Search code examples
bashfastaconsensus

How to concatenate fasta files with identical names into one file with different headers?


My problem is more on how to rename the header line for each fasta sequence, as I know how to concatenate a bunch of fasta files into one file. The problem is, after generating my files each file has the exact same header (name of the gene that was analyzed). So what I want to do is just combine the sequences but instead of keeping the same header, I want to use the filename as the header.

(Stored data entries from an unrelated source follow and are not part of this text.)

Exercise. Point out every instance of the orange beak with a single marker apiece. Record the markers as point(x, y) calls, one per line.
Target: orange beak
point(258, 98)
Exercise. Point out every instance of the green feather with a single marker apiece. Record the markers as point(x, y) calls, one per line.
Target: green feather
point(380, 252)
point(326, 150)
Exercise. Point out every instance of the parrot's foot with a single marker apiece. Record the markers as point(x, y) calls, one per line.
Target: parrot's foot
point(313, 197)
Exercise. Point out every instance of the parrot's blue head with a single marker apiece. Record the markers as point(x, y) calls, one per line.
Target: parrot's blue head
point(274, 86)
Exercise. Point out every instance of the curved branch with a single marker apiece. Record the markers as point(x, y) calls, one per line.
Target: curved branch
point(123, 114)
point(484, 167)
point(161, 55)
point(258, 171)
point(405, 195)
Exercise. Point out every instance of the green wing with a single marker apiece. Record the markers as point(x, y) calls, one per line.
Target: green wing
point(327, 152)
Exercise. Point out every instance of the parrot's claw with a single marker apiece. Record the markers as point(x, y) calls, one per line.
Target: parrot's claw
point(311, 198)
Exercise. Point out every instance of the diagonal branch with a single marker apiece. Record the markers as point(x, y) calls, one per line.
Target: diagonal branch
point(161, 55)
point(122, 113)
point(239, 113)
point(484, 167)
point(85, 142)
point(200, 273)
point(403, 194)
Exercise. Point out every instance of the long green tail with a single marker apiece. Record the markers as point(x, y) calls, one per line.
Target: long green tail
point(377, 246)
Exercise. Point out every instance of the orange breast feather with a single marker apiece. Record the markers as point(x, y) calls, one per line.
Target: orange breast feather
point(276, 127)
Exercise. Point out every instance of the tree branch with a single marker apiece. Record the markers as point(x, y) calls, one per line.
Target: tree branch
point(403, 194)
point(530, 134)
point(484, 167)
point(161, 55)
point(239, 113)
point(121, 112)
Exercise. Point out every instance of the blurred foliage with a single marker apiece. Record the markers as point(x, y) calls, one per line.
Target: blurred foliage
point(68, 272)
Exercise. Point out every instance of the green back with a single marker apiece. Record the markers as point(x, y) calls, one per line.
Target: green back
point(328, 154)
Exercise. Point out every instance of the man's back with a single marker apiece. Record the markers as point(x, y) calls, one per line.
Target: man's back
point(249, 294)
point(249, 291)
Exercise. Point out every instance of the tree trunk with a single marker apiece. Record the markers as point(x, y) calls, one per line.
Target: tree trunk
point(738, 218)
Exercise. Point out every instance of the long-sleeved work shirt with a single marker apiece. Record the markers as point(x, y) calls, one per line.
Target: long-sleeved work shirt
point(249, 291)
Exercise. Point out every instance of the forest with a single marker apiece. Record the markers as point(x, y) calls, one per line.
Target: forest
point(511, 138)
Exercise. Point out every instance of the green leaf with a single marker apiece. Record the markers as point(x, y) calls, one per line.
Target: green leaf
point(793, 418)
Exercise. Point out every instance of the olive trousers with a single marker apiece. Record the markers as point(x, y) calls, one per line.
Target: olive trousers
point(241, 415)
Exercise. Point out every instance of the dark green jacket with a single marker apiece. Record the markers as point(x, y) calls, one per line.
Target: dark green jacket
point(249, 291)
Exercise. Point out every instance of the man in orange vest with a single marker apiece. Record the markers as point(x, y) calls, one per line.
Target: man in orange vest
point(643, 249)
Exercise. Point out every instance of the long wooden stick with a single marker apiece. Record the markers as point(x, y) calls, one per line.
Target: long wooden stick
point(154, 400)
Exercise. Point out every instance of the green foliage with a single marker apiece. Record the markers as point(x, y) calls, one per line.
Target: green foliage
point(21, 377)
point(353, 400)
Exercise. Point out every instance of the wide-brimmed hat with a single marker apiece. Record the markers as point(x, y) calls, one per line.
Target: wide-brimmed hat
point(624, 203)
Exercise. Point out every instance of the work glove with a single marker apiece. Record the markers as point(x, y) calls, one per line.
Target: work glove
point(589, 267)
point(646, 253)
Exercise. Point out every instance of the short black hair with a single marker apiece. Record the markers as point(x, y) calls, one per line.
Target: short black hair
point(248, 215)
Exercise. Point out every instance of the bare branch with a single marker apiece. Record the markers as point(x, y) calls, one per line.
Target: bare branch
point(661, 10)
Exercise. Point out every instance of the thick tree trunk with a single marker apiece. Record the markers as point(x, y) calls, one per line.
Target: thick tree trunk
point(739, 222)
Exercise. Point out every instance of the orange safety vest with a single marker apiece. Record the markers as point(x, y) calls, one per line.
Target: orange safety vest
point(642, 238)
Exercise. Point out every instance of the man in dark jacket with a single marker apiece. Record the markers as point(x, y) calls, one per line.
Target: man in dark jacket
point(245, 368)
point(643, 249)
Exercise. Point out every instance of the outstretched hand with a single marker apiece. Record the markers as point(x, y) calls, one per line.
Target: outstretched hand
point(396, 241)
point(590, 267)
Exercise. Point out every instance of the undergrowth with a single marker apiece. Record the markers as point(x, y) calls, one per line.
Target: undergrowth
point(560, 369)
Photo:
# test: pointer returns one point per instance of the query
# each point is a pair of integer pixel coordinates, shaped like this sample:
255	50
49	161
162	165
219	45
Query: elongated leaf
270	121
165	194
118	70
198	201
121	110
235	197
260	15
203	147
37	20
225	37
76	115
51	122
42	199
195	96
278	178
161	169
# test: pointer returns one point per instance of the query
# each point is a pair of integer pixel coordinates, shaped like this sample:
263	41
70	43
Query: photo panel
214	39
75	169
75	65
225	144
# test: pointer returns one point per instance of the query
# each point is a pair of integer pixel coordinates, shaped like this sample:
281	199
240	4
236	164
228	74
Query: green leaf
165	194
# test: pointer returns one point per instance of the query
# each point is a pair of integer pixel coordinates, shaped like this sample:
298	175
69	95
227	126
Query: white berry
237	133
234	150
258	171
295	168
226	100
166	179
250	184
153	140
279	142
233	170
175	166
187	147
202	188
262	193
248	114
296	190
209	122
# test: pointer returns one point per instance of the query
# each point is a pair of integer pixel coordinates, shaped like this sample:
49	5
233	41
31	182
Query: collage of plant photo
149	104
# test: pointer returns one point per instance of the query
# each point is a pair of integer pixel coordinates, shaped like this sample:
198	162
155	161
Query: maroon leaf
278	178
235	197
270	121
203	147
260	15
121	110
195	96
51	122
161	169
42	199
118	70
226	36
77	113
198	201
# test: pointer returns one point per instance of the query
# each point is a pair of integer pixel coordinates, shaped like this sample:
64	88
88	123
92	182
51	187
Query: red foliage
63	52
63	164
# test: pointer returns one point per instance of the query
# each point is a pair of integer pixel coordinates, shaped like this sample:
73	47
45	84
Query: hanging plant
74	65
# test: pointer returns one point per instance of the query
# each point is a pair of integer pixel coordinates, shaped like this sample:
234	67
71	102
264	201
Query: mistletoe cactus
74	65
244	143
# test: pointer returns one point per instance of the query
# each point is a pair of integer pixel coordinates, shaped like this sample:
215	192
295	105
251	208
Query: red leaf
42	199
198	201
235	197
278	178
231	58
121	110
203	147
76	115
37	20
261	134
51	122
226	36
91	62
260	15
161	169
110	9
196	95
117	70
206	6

Example, I have two fasta files, the first being:

Homo_sapien_XYZ_20102.fa

And inside this file the sequence is:

>gene_X
ACTGAGGCCAATGAA...

Then a second file called:

Homo_sapein_ABC_20102.fa

>gene_X
CCCTGAGTAGAT...

When I concatenate these files I end up with one new file that has different sequences but identical headers (and due to the nature of the scripts I use to generate these individual sequences I cannot change the header name prior to this step).

>gene_X
ACTGAGGCCAATGAA...
>gene_X
CCCTGAGTAGAT...

This will be problematic so I was hoping to rewrite that header using the filename so it ends up being:

>Homo_sapien_XYZ_20102
ACTGAGGCCAATGAA...
>Homo_sapein_ABC_20102
CCCTGAGTAGAT...

Anyone know how to do this? The line of code I used to create one file of sequences is simply:

#!/bin/bash

for files in *_20102.fa
do
    cat ${files} >> geneA_consensus.fa
done

Solution

  • This works with my test set.

    for file in *.fasta
    do
       echo ">$file" >> out.fasta
       tail -n +2 $file >> out.fasta
       echo >> out.fasta
    done
    

    This simple version includes the filename extension.

    That last echo ensures the next header appears on its own line, even if the prior FASTA file did not end in a newline.